The patient met criteria for haemophagocytic lymphohistiocytosis, likely driven by EBV infection. Bone marrow biopsy supported the diagnosis with evidence of active phagocytosis (Figure 1). The patient was commenced on high-dose dexamethasone and reviewed by haematology with further molecular testing confirming the diagnosis.

The patient made a full recovery and was subsequently discharged back to a convalescence center for further rehabilitation.

3. Discussion

HLH is a rare and devastating disorder of uncontrolled immune activation which is well described in paediatric populations but far less is known about an appropriate approach to diagnosis and treatment in older populations [4].

The incidence of HLH in the paediatric population is estimated at 1 to 225 per 300,000 live births [5]. The incidence in the adult population is unknown.

Adult patients with HLH will present with a myriad of clinical and laboratory abnormalities which often delays diagnosis. In an attempt to streamline early diagnosis, the Histiocyte Society has developed criteria for the diagnosis of HLH (see Table 2) [6].

It is important to understand, however, that these diagnostic criteria were developed to aid the diagnosis of HLH in the paediatric population and may be less effective in adults [7]. A serum ferritin level greater than 10,000 ng/ml, for example, is approximately 95% sensitive and specific for HLH in the paediatric population [8]; however, in the adult population, the differential for a similar serum ferritin level is much broader and includes more common pathologies such as renal and liver failure, sepsis, and haemochromatosis [9].

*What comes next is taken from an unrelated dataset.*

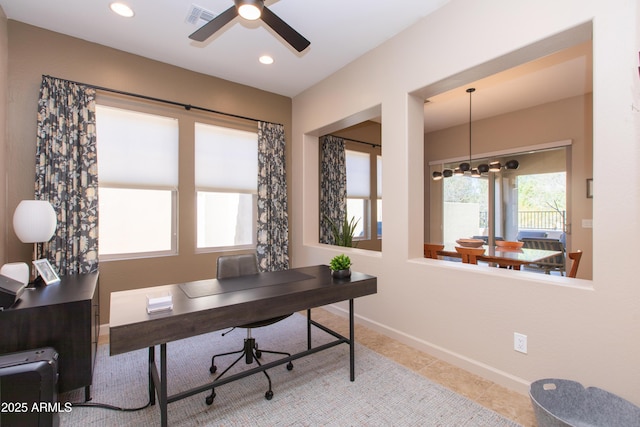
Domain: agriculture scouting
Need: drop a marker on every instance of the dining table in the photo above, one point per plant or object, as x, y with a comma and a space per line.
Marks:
505, 257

The mechanism of EBV infection in our patient is not clear. One potential mechanism is via blood transfusions the patient received intra- and postoperatively following his cardiac surgery. This has been well documented predominantly in the paediatric population [10].

The current treatment paradigms for HLH in the adult population were developed from studies in the paediatric population, namely, the HLH-94 study which was a large prospective paediatric study conducted in patients less than 16 years old [11].

In light of the increasing cases of HLH reported in adult populations, we propose that new guidelines be developed to aid its prompt diagnosis in this age group. Similarly, adult specific treatment guidelines must be developed in order to combat this frequently fatal pathology.

Informed written consent was obtained for this article. Guarantor: Dr. Eoghan Burke, [email protected].

Conflicts of Interest

The authors declare that they have no conflicts of interest.